Joseph Stefano rewrote 'Natural Selection' as there were too many costly aliens and visual effects called for, and that the testing procedures endured by Mike were too complicated, redundant or riddled with technical gibberish. He also felt Em's revelation as an ape was too similar to the end of another episode, "The Sixth Finger", and that The Outer Limits did not need another Earth take-over story.

The story is very similar to a subsequent Star Trek episode titled "Arena". The plots of both Specht and Stefano's scripts also have elements in common with "Arena", the 1944 short story by Fredric Brown on which the Star Trek episode is based; it may have inspired Specht's story, but Stefano had not read it.

The Calco Alien mask (without its bulging eyes) and the taloned hands, made by Projects Unlimited, were reused (with an added hairy bodysuit) in the Star Trek pilot "The Cage". When Captain Pike attempts to strangle the Keeper he causes Pike to hallucinate that he is strangling a ferocious hairy alien instead (the creature is also seen in another cage near Pike's when he first awakes in captivity).

This episode has no closing narration.

==Production==
Fun and Games was another episode that, when assembled, ran short of the standard running time.

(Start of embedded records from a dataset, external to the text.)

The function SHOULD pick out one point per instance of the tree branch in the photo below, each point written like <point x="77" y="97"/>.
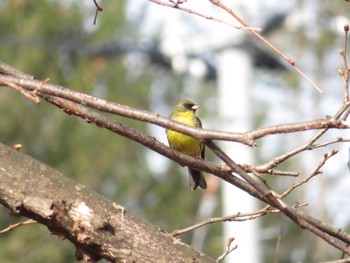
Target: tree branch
<point x="95" y="225"/>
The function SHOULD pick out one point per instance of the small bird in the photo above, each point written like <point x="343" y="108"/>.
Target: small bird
<point x="185" y="112"/>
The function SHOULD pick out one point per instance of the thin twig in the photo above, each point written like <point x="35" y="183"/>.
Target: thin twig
<point x="98" y="9"/>
<point x="228" y="249"/>
<point x="317" y="171"/>
<point x="266" y="42"/>
<point x="194" y="12"/>
<point x="13" y="226"/>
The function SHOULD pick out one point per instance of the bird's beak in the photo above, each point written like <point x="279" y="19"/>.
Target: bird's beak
<point x="195" y="107"/>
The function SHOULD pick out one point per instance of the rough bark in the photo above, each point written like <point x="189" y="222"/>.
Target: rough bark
<point x="99" y="228"/>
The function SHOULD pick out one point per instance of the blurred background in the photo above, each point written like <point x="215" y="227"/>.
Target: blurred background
<point x="147" y="56"/>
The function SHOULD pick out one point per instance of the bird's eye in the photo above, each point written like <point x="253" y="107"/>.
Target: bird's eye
<point x="188" y="105"/>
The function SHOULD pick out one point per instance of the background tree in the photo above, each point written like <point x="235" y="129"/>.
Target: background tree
<point x="109" y="62"/>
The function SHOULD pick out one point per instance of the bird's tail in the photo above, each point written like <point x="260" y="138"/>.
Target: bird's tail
<point x="197" y="179"/>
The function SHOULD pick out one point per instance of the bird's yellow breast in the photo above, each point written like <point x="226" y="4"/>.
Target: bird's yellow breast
<point x="181" y="142"/>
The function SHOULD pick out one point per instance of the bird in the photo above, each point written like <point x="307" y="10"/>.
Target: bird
<point x="185" y="112"/>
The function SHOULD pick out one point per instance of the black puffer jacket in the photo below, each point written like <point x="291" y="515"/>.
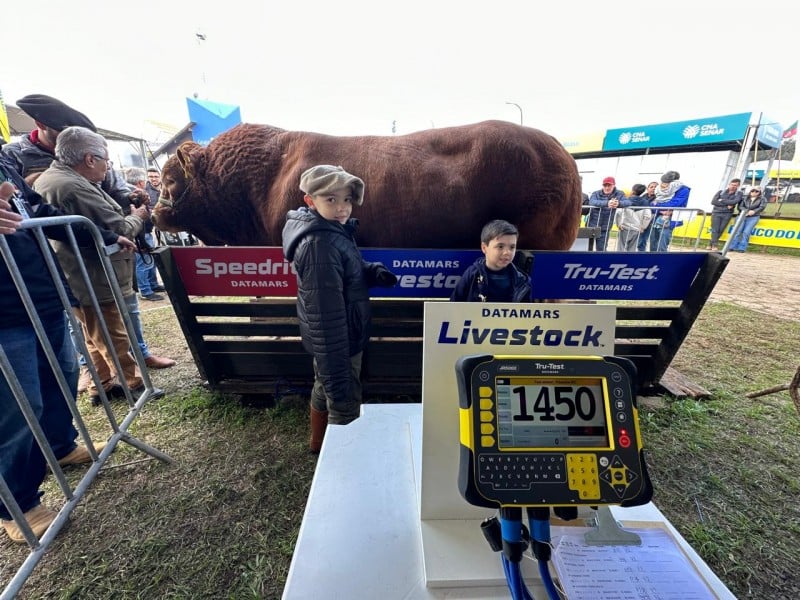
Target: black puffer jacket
<point x="333" y="294"/>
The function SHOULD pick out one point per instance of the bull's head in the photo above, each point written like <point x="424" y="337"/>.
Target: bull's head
<point x="176" y="178"/>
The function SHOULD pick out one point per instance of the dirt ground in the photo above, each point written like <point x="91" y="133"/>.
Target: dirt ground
<point x="761" y="282"/>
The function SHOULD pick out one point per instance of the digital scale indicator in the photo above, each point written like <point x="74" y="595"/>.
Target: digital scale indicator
<point x="549" y="431"/>
<point x="552" y="412"/>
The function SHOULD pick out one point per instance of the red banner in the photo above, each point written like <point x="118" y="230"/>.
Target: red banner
<point x="235" y="271"/>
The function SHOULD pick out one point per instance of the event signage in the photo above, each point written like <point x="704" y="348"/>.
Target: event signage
<point x="784" y="233"/>
<point x="614" y="275"/>
<point x="263" y="271"/>
<point x="727" y="128"/>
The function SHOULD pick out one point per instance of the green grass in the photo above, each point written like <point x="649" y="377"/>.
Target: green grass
<point x="222" y="521"/>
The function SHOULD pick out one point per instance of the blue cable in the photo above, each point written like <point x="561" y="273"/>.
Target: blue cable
<point x="513" y="550"/>
<point x="539" y="523"/>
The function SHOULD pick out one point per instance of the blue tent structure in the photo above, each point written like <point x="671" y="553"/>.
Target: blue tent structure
<point x="211" y="118"/>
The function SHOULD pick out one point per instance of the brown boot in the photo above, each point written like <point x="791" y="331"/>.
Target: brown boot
<point x="319" y="421"/>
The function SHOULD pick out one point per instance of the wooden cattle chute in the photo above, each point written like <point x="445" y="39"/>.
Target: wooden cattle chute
<point x="252" y="346"/>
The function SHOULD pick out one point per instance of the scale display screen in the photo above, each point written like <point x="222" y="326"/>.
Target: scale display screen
<point x="549" y="431"/>
<point x="551" y="412"/>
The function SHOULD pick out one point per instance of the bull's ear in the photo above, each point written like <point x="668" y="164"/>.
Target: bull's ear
<point x="188" y="155"/>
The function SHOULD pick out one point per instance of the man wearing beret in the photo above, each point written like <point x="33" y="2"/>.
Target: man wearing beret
<point x="34" y="153"/>
<point x="70" y="185"/>
<point x="22" y="464"/>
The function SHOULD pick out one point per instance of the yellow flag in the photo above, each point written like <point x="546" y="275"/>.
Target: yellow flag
<point x="5" y="133"/>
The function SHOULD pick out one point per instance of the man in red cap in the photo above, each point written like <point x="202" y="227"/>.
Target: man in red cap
<point x="604" y="203"/>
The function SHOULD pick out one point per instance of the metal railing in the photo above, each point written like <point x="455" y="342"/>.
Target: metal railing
<point x="663" y="228"/>
<point x="120" y="428"/>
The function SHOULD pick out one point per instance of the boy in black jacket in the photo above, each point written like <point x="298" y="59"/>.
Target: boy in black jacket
<point x="494" y="277"/>
<point x="333" y="284"/>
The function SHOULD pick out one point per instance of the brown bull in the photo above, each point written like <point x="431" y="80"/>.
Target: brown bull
<point x="431" y="189"/>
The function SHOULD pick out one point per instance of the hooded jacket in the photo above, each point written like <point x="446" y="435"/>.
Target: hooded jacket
<point x="332" y="294"/>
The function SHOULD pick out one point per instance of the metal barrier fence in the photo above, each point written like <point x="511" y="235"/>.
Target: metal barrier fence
<point x="662" y="232"/>
<point x="72" y="497"/>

In this case Joseph Stefano was able to stretch the minimal footage, shot by Gerd Oswald, in the editing suite at KTTV. Thanks to the plot, which keeps jumping back to the murder of the Poker Dealer, Mike's frantic search for a place to hide in Laura's apartment building is seen three times, and many of the shots on the Arena planet are seen twice. When Laura is "electroported" the second time it is the same footage used for her first trip.

MGM's Backlot #3, the Tarzan Forest, was used for the exterior shots of the arena planet.